The reason he owes so much to Costello is because the former federal prosecutor has stuck by Bannon’s side ever since the world started crashing on the far right agitator. Costello first started representing Bannon in Dec. 2020, when the Department of Justice targeted him over a nativist GoFundMe to build a privately funded wall on the U.S.-Mexico border. Bannon was accused of secretly enriching himself with donations to the nonprofit effort, and the feds criminally charged him with money laundering and conspiracy to commit wire fraud. It was Costello who worked on the pardon Bannon ultimately received from former President Donald Trump, which conveniently sidelined the investigation and gave him a clean slate.

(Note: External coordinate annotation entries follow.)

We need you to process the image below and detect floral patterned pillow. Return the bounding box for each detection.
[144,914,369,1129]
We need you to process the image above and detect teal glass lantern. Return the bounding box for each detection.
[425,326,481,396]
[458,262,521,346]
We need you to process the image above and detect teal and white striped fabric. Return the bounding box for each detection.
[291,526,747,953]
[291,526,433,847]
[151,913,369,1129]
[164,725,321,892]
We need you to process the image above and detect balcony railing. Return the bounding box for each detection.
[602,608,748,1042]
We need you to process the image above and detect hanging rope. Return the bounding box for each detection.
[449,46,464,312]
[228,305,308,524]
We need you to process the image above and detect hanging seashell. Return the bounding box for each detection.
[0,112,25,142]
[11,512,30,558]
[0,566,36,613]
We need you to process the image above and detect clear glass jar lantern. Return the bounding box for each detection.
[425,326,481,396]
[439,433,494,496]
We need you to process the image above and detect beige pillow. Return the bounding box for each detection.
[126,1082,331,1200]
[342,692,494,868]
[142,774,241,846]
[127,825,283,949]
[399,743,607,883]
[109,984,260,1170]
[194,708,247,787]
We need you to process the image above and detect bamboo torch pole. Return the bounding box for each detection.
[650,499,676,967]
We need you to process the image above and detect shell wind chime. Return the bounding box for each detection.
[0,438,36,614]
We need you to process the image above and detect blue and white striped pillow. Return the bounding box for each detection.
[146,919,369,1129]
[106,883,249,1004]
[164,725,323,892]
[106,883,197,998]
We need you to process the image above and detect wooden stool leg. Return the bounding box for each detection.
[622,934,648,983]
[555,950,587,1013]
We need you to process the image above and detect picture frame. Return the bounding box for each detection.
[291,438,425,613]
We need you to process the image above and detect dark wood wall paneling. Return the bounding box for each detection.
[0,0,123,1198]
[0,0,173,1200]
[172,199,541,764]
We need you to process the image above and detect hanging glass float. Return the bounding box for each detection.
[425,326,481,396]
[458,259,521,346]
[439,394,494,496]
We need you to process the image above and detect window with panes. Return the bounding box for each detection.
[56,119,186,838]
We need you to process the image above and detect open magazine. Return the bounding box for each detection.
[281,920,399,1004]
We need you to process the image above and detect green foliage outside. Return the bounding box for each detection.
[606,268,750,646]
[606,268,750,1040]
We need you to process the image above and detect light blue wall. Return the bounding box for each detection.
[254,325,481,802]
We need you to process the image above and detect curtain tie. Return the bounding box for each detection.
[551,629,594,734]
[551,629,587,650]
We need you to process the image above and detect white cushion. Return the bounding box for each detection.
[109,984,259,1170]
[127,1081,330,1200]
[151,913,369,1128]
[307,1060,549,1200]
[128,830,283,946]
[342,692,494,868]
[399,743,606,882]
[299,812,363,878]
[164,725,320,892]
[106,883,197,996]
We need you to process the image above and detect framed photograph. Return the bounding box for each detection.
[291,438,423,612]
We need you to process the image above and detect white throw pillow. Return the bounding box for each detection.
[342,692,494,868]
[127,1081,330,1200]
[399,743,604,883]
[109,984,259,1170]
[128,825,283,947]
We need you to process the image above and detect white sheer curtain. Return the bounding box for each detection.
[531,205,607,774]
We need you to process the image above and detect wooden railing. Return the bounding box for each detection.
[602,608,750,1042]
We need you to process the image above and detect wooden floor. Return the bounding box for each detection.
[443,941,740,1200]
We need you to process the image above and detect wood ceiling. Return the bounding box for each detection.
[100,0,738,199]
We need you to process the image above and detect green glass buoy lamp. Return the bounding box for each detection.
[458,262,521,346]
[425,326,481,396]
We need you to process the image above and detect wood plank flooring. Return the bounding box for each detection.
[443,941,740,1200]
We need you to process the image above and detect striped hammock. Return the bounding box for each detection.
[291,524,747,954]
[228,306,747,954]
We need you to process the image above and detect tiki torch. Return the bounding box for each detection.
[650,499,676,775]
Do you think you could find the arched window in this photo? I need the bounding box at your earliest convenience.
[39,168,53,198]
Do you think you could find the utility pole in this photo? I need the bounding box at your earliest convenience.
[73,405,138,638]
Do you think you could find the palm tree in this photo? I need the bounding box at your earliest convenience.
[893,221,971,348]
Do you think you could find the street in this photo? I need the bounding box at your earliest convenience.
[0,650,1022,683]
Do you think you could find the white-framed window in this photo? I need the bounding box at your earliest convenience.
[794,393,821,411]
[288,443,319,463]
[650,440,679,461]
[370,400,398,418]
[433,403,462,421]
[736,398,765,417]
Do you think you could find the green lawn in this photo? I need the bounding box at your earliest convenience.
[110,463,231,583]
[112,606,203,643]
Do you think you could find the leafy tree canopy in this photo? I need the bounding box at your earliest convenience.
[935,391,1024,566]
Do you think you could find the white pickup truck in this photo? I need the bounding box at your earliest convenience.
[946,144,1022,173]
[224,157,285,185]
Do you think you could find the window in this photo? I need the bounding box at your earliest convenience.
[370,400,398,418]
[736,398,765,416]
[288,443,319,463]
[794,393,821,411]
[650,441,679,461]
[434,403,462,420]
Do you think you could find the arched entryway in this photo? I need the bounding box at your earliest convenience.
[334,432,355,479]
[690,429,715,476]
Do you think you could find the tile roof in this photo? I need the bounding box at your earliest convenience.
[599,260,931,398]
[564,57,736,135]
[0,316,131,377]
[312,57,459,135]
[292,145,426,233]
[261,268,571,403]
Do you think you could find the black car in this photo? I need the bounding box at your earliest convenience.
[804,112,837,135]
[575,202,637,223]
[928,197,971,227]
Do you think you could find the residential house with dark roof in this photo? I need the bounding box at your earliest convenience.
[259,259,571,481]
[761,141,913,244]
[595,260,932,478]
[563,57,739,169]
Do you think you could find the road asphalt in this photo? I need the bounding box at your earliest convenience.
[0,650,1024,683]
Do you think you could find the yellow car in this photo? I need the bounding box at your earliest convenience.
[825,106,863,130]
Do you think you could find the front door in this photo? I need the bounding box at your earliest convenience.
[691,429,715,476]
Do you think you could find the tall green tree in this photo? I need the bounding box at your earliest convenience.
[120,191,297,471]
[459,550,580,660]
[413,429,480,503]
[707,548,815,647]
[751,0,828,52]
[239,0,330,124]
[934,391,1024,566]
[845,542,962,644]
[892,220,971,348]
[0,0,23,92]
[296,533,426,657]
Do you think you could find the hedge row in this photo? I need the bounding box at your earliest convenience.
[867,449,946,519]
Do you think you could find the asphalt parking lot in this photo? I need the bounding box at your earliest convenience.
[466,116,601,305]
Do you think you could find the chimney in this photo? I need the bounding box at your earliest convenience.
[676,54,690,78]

Then Costello kept the House Jan. 6 Committee at bay when the congressional panel subpoenaed Bannon to testify about his central role in the so-called “Green Bay Sweep,” a plan developed by MAGA diehards to keep Trump in the White House by overturning the 2020 election. Costello continued to represent Bannon—now alongside fellow lawyer Corcoran—when the DOJ criminally charged him with contempt of Congress over his decision to ignore that subpoena.

The Daily Beast has previously revealed how Costello took on particular risk in that investigation, because the FBI made the controversial decision to secretly seize the lawyer’s communications—a move that potentially crossed an ethical boundary. Special agents also quietly listened in on Costello’s negotiations with DOJ lawyers, turning what is normally an informal dialogue between defense attorneys and prosecutors into an official investigative interview.

That skirmish has largely been swept under the rug, and Bannon was convicted of contempt of Congress. The federal judge who sentenced him held off on sending him to jail pending appeal.

Friday’s lawsuit says Costello’s firm stopped billing Bannon for work last November, though court documents in Bannon’s federal appeal make clear that Costello continues to seek answers over the DOJ’s decision to spy on him.

When The Daily Beast initially broke the news that Bannon hadn’t been paying his lawyers, his representatives initially contested that assertion. A third lawyer on the contempt of Congress trial, David Schoen of Alabama, affirmed that he indeed had been paid.

But as a result, it became clear that Bannon was willing to pay one lawyer while stiffing the rest. Days later, Costello’s firm sued.

The lawsuit is a stain that could frustrate Bannon’s current search to find yet additional lawyers to represent him—this time over a revived version of the “We Build The Wall” investigation. Last September, the Manhattan District Attorney charged him with local crimes for scamming New Yorkers, an attempt to circumvent Trump’s presidential pardon. Schoen and New York lawyer John W. Mitchell represented him in that case, although both suddenly decided to hit the eject button in January, citing a total “communication breakdown.” Justice Juan Merchan ordered them to stay on the case for now, albeit only on paper.

Bannon has until the end of February to find new lawyers.

Justin Rohrlich contributed to this report.